In the article, Dr. Suarez summed up the researchers’ perspectives on the results:
“Interestingly, it appears that it’s not so much the overall poor sleep quality that was associated with greater risk, but rather the length of time it takes a person to fall asleep that takes the highest toll,” says Suarez. “Women who reported taking a half an hour or more to fall asleep showed the worst risk profile.”
The importance of this study cannot be overstated, which is why you may have recently read about it in the news as publications of all types look for a new angle. Many of them have focused on the symptoms of increased pain, depression, and anger that come from the lack of sleep as pointed out in the study.
Others have made the health implications of increased risks of diabetes and cardiovascular disease the primary focus. Still other articles have even explored the connection to a suggested increased possibility of Alzheimer’s later in life for women.
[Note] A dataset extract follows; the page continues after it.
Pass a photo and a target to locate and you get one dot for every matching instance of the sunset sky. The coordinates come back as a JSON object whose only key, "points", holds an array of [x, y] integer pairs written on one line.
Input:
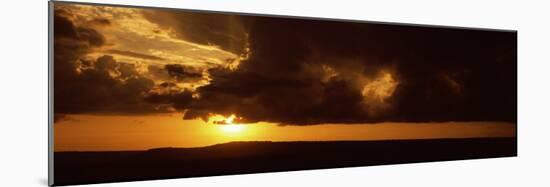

While all of these points are valid, what may be most important is the advice that sleep specialists, physicians, and researchers all provide as ways to mitigate this risk—getting more sleep. Researchers for this study and others have suggested strategic naps that are either 25 minutes or 90 minutes in duration as other durations can lead to feeling worse.
For those that do live with chronic sleep disorders such as sleep apnea, it’s important to understand that all of us are subject to the same consequences of insufficient and low quality sleep. These include their effects on the mind, mood and health, both in the short term and the long term.
While the underlying causes that lead to poor sleep can be varied, the solutions, such as CPAP therapy for those with sleep apnea and a variety of lifestyle changes for otherwise healthy adults, can improve our daily lives and health prospects now and in the future. When it comes to better health and sleep, it turns out you can get what you need when you try.